Our efforts so far have been aimed at making the computer prove theorems completely automatically. But the scope of fully automatic methods, subject to any remotely realistic limitations on computing power, covers only a very small part of present-day mathematics. Here we develop an alternative: an interactive proof assistant that can help to precisely state and formalize a proof, while still dealing with some boring details automatically. Moreover, to ensure its reliability, we design the proof assistant based on a very simple logical kernel.
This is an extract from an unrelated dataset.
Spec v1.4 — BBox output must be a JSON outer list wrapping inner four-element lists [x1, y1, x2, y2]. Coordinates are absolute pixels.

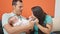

We've devoted quite a lot of energy to making computers prove statements completely automatically. The methods we've implemented are fairly powerful and can do some kinds of proofs better than (most) people. Still, the enormously complicated chains of logical reasoning in many fields of mathematics are seldom likely to be discovered in a reasonable amount of time by systematic algorithms like those we've presented. In practice, human mathematicians find these chains of reasoning using a mixture of intuition, experimentation with specific instances, analogy with or extrapolation from related results, dramatic generalization of the context (e.g. the use of complexanalytic methods in number theory) and of course pure luck – see Lakatos (1976), Polya (1954) and Schoenfeld (1985) for varied attempts to subject the process of mathematical discovery to methodological analysis. It's probably true to say that very few human mathematicians approach the task of proving theorems with methods like those we have developed.
One natural reaction to the limitations of systematic algorithmic methods is to try to design computer programs that reason in a more human-like style.